At the same time, the small business sector, the real lifeblood of our economy, sees no extension of the $1000 Employment Insurance hiring credit in this budget as well as no tax cuts and no tax relief for now.

 

One tax increase however is an old-fashioned sin tax. It’s hard to believe the Conservative would be relying so much on smokers to be the answer to that anticipated surplus but the $4 increase on a carton of cigarettes – as well as increases on other tobacco products – is expected to bring in more than $3-billion over four years. Even tobacco products bought at duty-free shops will be taxed.

 

Other goodies include a cap on domestic wireless roaming charges and legislation to end the price gap between goods sold in the United States and Canada.

 

While Flaherty played up this budget as one that works to retire any remaining deficit, what he did not say as clearly is that the Canadian economy is not currently as strong as we would all like it to be.

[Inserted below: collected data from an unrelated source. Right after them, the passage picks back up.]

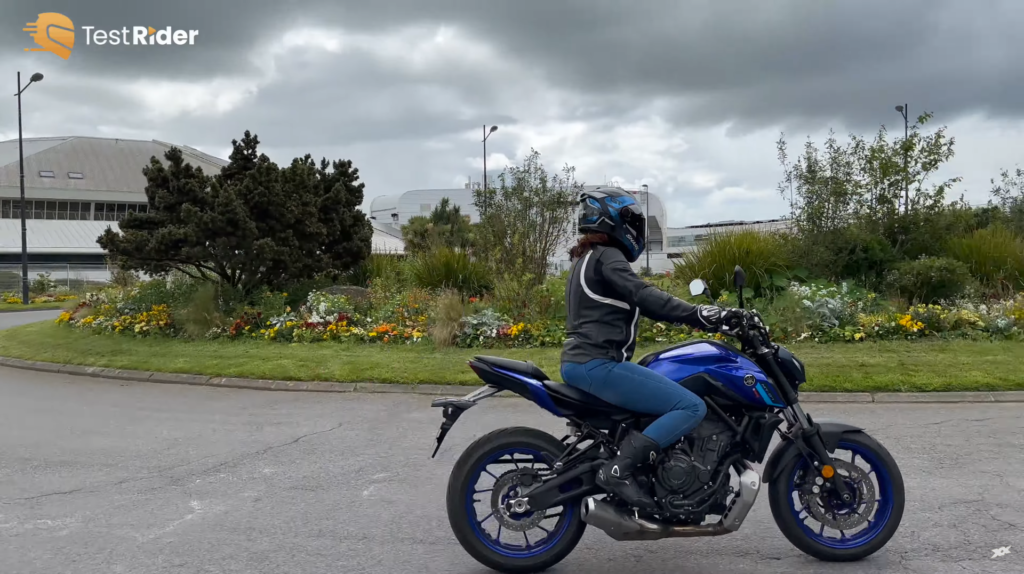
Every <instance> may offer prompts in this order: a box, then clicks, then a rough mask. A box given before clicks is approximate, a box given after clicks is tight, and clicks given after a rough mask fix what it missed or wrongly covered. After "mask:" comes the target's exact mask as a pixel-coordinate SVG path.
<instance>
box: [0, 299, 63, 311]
mask: <svg viewBox="0 0 1024 574" xmlns="http://www.w3.org/2000/svg"><path fill="white" fill-rule="evenodd" d="M66 307H68V302H67V301H65V302H63V303H57V302H53V303H30V304H28V305H23V304H22V303H0V312H7V311H51V310H58V309H63V308H66Z"/></svg>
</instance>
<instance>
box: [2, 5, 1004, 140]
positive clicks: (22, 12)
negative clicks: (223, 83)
mask: <svg viewBox="0 0 1024 574" xmlns="http://www.w3.org/2000/svg"><path fill="white" fill-rule="evenodd" d="M47 9H48V10H54V11H62V12H63V13H67V14H69V15H70V16H71V17H73V18H74V19H75V20H76V23H77V24H79V23H80V25H85V24H92V25H95V26H100V27H105V28H118V27H121V26H133V25H139V24H142V25H146V26H150V25H152V26H155V27H163V26H173V27H176V28H186V29H188V28H195V29H199V30H201V33H200V39H201V42H200V45H199V46H196V47H181V48H173V49H158V48H143V49H135V48H124V49H114V48H109V47H108V48H100V47H94V46H93V47H90V46H82V45H81V42H80V45H79V46H78V47H76V52H75V54H74V55H73V59H74V61H69V62H66V63H67V65H66V67H63V68H66V69H67V70H68V71H72V70H74V72H75V73H76V74H79V73H81V74H99V75H103V76H110V77H130V76H137V75H144V76H146V77H161V78H202V77H215V76H223V75H232V74H246V73H252V72H254V68H253V65H252V63H251V62H250V61H249V59H248V57H247V56H248V55H250V54H252V52H253V50H254V49H255V48H257V47H259V46H261V45H265V44H266V43H267V42H269V41H270V39H271V38H273V37H275V36H278V35H280V34H281V33H282V32H283V31H284V30H286V29H288V28H289V27H290V26H294V25H297V24H301V23H305V24H315V25H318V26H327V27H332V26H334V27H340V28H344V29H345V30H349V31H357V32H361V33H385V32H387V31H389V30H394V29H396V28H400V27H403V26H408V25H411V24H430V25H452V26H456V27H459V28H461V29H463V30H464V31H466V32H467V33H469V34H472V35H474V36H476V37H478V38H480V39H485V40H486V41H487V42H489V43H492V44H494V45H495V46H496V47H497V49H498V50H499V51H500V52H501V53H503V54H506V55H508V56H509V57H512V58H515V59H517V60H519V61H520V62H524V63H526V64H528V65H529V67H530V68H531V69H532V70H534V71H535V72H537V73H538V74H540V75H541V76H542V77H543V78H544V79H545V80H546V81H547V82H548V83H549V84H550V85H552V86H558V87H561V88H563V89H567V90H571V91H578V92H581V93H588V94H589V93H610V92H615V93H618V94H624V93H625V94H630V95H631V96H632V97H634V98H636V99H638V100H641V99H643V98H645V97H647V98H653V97H669V98H681V99H682V101H681V102H680V106H679V109H678V118H679V120H680V121H681V122H686V123H691V124H693V123H696V124H699V123H718V122H722V121H728V120H737V121H740V122H745V123H749V124H751V125H752V126H760V125H767V124H772V123H777V122H779V121H780V120H785V119H787V118H815V119H819V120H828V121H841V122H844V123H847V124H851V125H876V124H878V123H879V119H880V118H882V117H883V114H885V113H886V112H887V111H888V109H889V108H891V107H892V105H893V102H894V101H896V102H899V101H904V100H906V101H913V102H914V104H915V107H918V108H919V109H923V108H927V109H931V111H935V112H937V113H940V114H942V115H943V116H945V117H950V118H951V117H954V116H956V115H959V114H963V113H971V112H976V111H980V112H985V113H988V114H991V115H994V116H1010V117H1017V116H1020V115H1021V114H1024V100H1022V99H1021V98H1019V97H1017V94H1018V93H1019V91H1020V88H1021V87H1024V67H1021V65H1019V63H1018V59H1017V54H1019V53H1021V51H1022V48H1024V38H1021V37H1020V36H1019V35H1018V34H1016V32H1017V30H1019V29H1020V26H1021V24H1022V23H1024V4H1022V3H1021V2H1019V1H1015V0H1001V1H999V0H995V1H991V2H985V3H984V4H983V5H982V4H975V3H970V2H962V1H957V0H902V1H900V2H891V1H888V0H858V1H857V2H807V1H805V0H775V1H772V2H764V1H762V0H738V1H730V2H715V1H711V0H707V1H681V0H639V1H637V2H632V3H627V2H618V1H614V0H604V1H595V0H574V1H557V2H556V1H553V2H534V3H529V4H528V6H527V5H525V4H523V3H518V2H517V3H513V2H473V1H468V0H464V1H456V0H433V1H430V2H423V1H420V0H406V1H376V2H364V1H356V0H350V1H348V2H327V1H297V0H293V1H290V2H289V1H285V2H282V1H273V0H247V1H246V2H241V1H239V2H205V1H202V2H201V1H200V0H179V1H178V2H154V3H148V2H146V3H142V2H139V3H134V4H128V5H126V4H123V3H121V2H114V1H113V0H109V1H99V2H90V3H88V6H85V5H83V3H81V2H79V1H77V0H63V1H56V2H50V3H49V4H48V5H47ZM39 11H40V9H39V4H38V3H37V2H28V1H27V0H13V1H8V2H7V7H6V8H5V10H4V14H5V21H6V23H7V24H6V26H10V27H11V28H12V30H11V31H10V34H3V35H0V38H3V40H0V49H2V50H4V52H5V53H11V52H13V51H15V50H16V48H15V46H22V45H23V44H24V43H25V41H26V40H27V38H26V37H25V36H24V33H20V31H19V29H20V27H22V25H23V21H22V20H26V21H28V20H29V19H32V18H34V17H35V14H36V13H38V12H39ZM15 27H16V28H15ZM33 55H37V54H33ZM339 81H341V79H339ZM462 83H464V84H465V85H466V86H469V85H471V84H472V79H471V78H466V77H463V78H462Z"/></svg>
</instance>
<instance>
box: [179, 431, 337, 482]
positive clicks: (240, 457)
mask: <svg viewBox="0 0 1024 574" xmlns="http://www.w3.org/2000/svg"><path fill="white" fill-rule="evenodd" d="M344 425H345V424H344V423H339V424H337V425H335V426H334V427H331V428H330V429H325V430H323V431H313V432H312V433H306V434H304V435H302V436H299V437H298V438H295V439H292V440H290V441H288V442H283V443H281V444H271V445H270V446H268V447H266V448H261V449H259V450H256V451H254V452H247V453H245V454H240V455H238V456H236V457H233V458H229V459H227V460H224V461H223V462H221V463H219V465H214V466H213V467H210V468H209V469H205V470H203V471H202V472H201V473H193V474H191V475H189V476H196V475H197V474H209V473H212V472H214V471H216V470H218V469H222V468H224V467H226V466H228V465H232V463H234V462H238V461H240V460H245V459H246V458H250V457H252V456H260V455H263V454H266V453H267V452H269V451H271V450H274V449H278V448H284V447H286V446H291V445H293V444H296V443H298V442H299V441H301V440H303V439H307V438H309V437H314V436H316V435H324V434H327V433H333V432H334V431H337V430H338V429H341V428H342V427H343V426H344Z"/></svg>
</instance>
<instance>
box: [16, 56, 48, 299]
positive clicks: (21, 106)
mask: <svg viewBox="0 0 1024 574" xmlns="http://www.w3.org/2000/svg"><path fill="white" fill-rule="evenodd" d="M42 81H43V75H42V74H40V73H38V72H37V73H35V74H33V75H32V77H31V78H29V83H28V84H26V85H25V87H22V73H20V72H18V73H17V93H16V94H14V95H15V96H16V97H17V162H18V179H19V183H20V186H22V304H24V305H28V304H29V239H28V236H29V233H28V227H27V226H26V223H25V144H24V138H23V137H22V92H24V91H25V90H27V89H29V86H31V85H32V84H34V83H36V82H42Z"/></svg>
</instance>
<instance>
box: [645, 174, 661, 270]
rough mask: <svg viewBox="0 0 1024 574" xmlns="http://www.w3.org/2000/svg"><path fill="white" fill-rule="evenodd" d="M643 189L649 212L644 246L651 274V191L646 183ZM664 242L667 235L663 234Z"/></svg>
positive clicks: (647, 211) (645, 230)
mask: <svg viewBox="0 0 1024 574" xmlns="http://www.w3.org/2000/svg"><path fill="white" fill-rule="evenodd" d="M640 188H641V189H643V200H644V203H645V204H646V205H645V206H644V208H645V209H646V210H647V215H645V216H644V220H645V221H644V222H643V245H644V251H646V252H647V272H650V191H649V190H648V189H647V184H646V183H644V184H643V185H641V186H640ZM662 237H663V239H662V240H663V241H664V240H665V239H664V237H665V234H664V233H663V234H662Z"/></svg>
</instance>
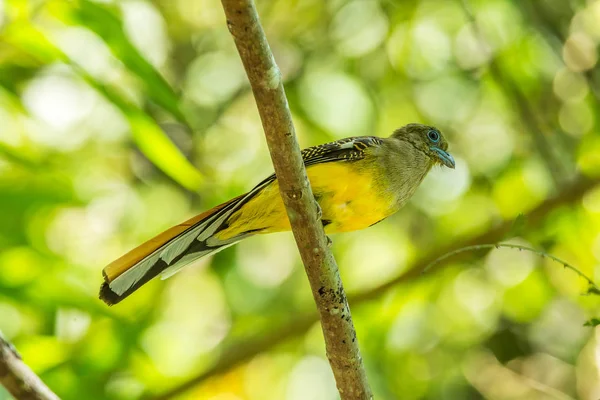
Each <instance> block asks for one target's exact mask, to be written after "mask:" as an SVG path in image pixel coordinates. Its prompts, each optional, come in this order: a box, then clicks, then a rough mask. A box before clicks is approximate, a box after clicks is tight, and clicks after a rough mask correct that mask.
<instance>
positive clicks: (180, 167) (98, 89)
mask: <svg viewBox="0 0 600 400" xmlns="http://www.w3.org/2000/svg"><path fill="white" fill-rule="evenodd" d="M85 79H86V81H87V82H88V83H89V84H90V85H91V86H92V87H94V88H95V89H97V90H98V91H99V92H100V93H102V94H103V95H104V96H105V97H106V98H107V99H108V100H110V101H111V102H112V103H113V104H114V105H115V106H117V107H119V109H120V110H121V111H122V112H123V114H124V115H125V117H126V118H127V121H128V122H129V126H130V127H131V133H132V136H133V140H134V141H135V143H136V144H137V146H138V148H139V149H140V150H141V151H142V153H144V155H145V156H146V157H148V159H149V160H150V161H152V163H153V164H154V165H156V166H157V167H158V168H160V169H161V170H162V171H163V172H164V173H165V174H167V175H168V176H170V177H171V178H173V179H174V180H175V181H176V182H178V183H179V184H180V185H182V186H183V187H185V188H186V189H188V190H191V191H197V190H198V189H199V187H200V184H201V183H202V175H201V174H200V172H198V170H197V169H196V168H195V167H194V166H193V165H192V164H191V163H190V162H189V161H188V160H187V158H185V156H184V155H183V154H182V153H181V151H180V150H179V148H177V146H175V144H174V143H173V142H172V141H171V139H169V137H168V136H167V135H166V134H165V132H164V131H163V130H162V129H161V128H160V126H158V124H157V123H156V122H154V120H153V119H152V118H150V117H148V116H147V115H146V114H145V113H144V112H143V111H141V110H139V109H138V108H137V107H135V106H133V105H131V104H129V103H128V102H127V101H125V100H124V99H123V98H121V97H120V96H119V95H118V94H117V93H116V92H115V91H113V90H111V89H110V88H109V87H107V86H105V85H102V84H100V83H98V82H97V81H95V80H94V79H93V78H91V77H89V76H86V77H85Z"/></svg>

No mention was made for instance of the plans to cut thousands of jobs from Canada Post, or of the thousands of jobs that are leaving the country, something we are well aware of in this province.

 

The emphasis therefore on deficit reduction, is coming at a cost of job growth and that makes the promise of a surplus disingenuous. Clearly, it is a political gamble the Conservatives are willing to take. It is hard to believe that an unpopular government would hope this ploy would work long enough to keep them in favour until the next election.